Senin, 30 Mei 2011

PKB Komitmen Bela Petani Tembakau dan Buruh Pabrik Rokok

JAKARTA - Partai Kebangkitan Bangsa (PKB) konsisten dan berkomitmen kuat untuk terus memperjuangkan nasib petani tembakau dan buruh pabrik rokok agar tidak dirugikan oleh kebijakan negara yang tidak memihak kepada rakyat kecil.
Ketua Fraksi Partai Kebangkitan Bangsa (FPKB) DPR RI Marwan Ja’far mengungkapkan fraksinya akan terus mendorong kepada anggotanya yang berada di Komisi IX DPR RI untuk memperjuangkan nasib para petani tembakau.

JAKARTA - Partai Kebangkitan Bangsa (PKB) konsisten dan berkomitmen kuat untuk terus memperjuangkan nasib petani tembakau dan buruh pabrik rokok agar tidak dirugikan oleh kebijakan negara yang tidak memihak kepada rakyat kecil.

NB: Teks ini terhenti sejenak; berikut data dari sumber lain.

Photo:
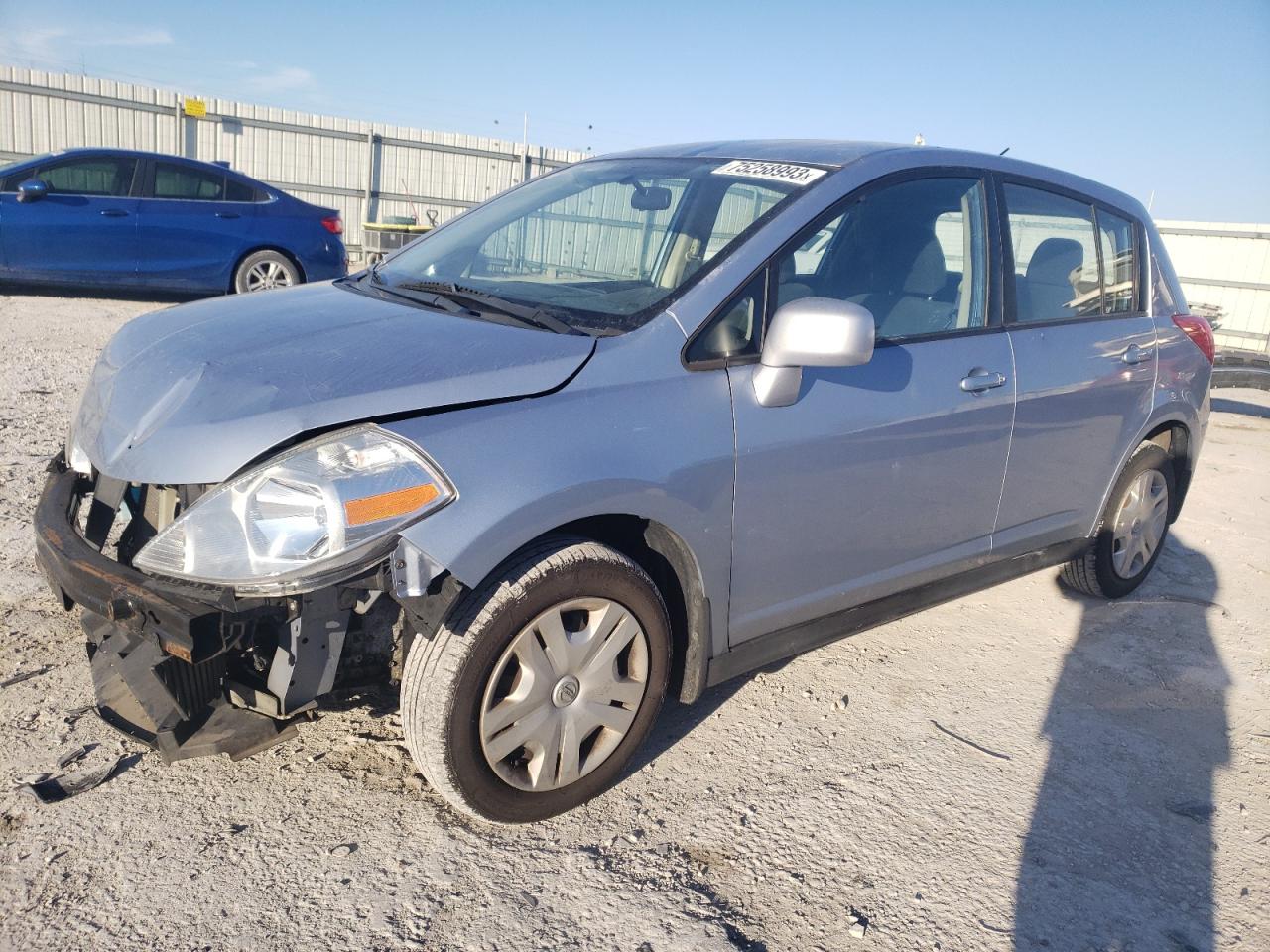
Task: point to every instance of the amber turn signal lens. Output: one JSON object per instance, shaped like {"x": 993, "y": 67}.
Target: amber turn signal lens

Ketua Fraksi Partai Kebangkitan Bangsa (FPKB) DPR RI Marwan Ja’far mengungkapkan fraksinya akan terus mendorong kepada anggotanya yang berada di Komisi IX DPR RI untuk memperjuangkan nasib para petani tembakau.

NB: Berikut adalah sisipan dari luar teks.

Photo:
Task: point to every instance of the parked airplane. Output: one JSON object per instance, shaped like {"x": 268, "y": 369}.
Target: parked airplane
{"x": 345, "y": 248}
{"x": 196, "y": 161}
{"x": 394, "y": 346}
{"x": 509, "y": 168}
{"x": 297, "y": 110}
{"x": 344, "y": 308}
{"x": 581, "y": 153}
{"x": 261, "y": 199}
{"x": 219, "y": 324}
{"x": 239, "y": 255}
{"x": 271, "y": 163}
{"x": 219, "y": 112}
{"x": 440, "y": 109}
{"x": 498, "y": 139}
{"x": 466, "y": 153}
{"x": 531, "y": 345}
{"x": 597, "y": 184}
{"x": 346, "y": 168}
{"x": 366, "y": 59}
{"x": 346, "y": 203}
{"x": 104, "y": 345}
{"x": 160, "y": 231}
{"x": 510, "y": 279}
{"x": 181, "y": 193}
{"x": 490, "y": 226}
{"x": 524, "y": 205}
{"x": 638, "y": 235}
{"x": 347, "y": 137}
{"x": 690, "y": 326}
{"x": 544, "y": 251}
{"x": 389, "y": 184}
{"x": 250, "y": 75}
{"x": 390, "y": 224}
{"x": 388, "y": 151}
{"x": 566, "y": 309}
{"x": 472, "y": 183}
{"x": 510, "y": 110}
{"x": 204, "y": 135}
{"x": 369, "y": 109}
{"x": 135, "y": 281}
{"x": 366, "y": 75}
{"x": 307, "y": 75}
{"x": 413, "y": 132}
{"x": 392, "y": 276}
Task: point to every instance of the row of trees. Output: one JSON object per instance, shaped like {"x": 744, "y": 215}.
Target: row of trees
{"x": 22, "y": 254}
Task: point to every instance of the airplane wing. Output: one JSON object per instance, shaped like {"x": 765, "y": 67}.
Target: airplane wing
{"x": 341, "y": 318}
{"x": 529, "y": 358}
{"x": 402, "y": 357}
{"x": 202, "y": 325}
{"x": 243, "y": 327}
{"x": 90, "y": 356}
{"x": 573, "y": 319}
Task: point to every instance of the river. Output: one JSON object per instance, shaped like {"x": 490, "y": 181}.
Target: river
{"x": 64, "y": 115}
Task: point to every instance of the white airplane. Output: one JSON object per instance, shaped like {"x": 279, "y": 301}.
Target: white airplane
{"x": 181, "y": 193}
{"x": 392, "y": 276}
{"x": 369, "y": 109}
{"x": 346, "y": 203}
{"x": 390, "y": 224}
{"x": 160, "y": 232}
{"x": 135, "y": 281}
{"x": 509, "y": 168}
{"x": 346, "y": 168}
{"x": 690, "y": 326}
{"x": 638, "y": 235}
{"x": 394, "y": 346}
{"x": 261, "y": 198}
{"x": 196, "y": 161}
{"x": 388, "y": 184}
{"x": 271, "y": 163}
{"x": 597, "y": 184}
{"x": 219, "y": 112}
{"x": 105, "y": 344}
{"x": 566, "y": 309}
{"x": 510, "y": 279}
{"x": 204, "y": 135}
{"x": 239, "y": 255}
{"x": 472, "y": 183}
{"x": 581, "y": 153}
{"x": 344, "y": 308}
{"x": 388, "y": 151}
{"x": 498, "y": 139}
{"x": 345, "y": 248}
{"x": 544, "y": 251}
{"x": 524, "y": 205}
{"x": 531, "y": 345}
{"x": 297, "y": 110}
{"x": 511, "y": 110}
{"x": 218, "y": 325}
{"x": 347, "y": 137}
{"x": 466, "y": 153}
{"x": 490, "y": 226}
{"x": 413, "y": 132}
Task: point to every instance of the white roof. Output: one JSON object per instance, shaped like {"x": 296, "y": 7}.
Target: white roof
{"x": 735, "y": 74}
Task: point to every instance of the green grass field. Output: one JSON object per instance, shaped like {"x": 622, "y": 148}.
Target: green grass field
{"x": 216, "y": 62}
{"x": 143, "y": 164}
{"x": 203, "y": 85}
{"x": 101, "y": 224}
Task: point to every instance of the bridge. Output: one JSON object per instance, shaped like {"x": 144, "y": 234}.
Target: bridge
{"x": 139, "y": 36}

“Kami akan mendorong anggota FPKB yang berada di Komisi IX untuk memperjuangkan nasib petani dan buruh rokok agar tidak dirugikan,” kata Marwan dalam acara Diskusi dan Bedah Buku berjudul "Kriminalisasi Berujung Monopoli; Industri Tembakau Indonesia di Tengah Pusaran Kampanye Regulasi Anti Rokok Internasional" di Gedung DPR/MPR, Senin, 30 Mei 2011.
Menurut Marwan persoalan tembakau seharusnya tidak hanya dilihat dari aspek kesehatan semata, tapi meski dilihat secara menyeluruh termasuk didalamnya dari sisi kesejahteraan petani tembaku dan buruh industri tembakau.
“Negara harus memihak kepada petani dan rakyat kecil, bukan sebaliknya lehih berpihak pada kepentingan pemilik modal, terlebih pemilik modal asing”,lanjutnya.
Pembicara lain, Syamsul Hadi yang juga anggota Asosiasi Ekonomi Politik Indonesia(AEPI) menjelaskan, rokok mempunyai kontribusi yang besar terhadap perekonomian nasional, seperti; penerimaan negara yang berasal dari cukai sebesar Rp 62,759 triliun pada tahun 2011, pencipataan lapangan kerja 1,25 juta orang di ladang tembakau, 1,5 juta orang di ladang cengkeh, dan sekurangnya 10 juta orang di industri rokok dan 24,4 juta orang terlibat secara tidak langsung.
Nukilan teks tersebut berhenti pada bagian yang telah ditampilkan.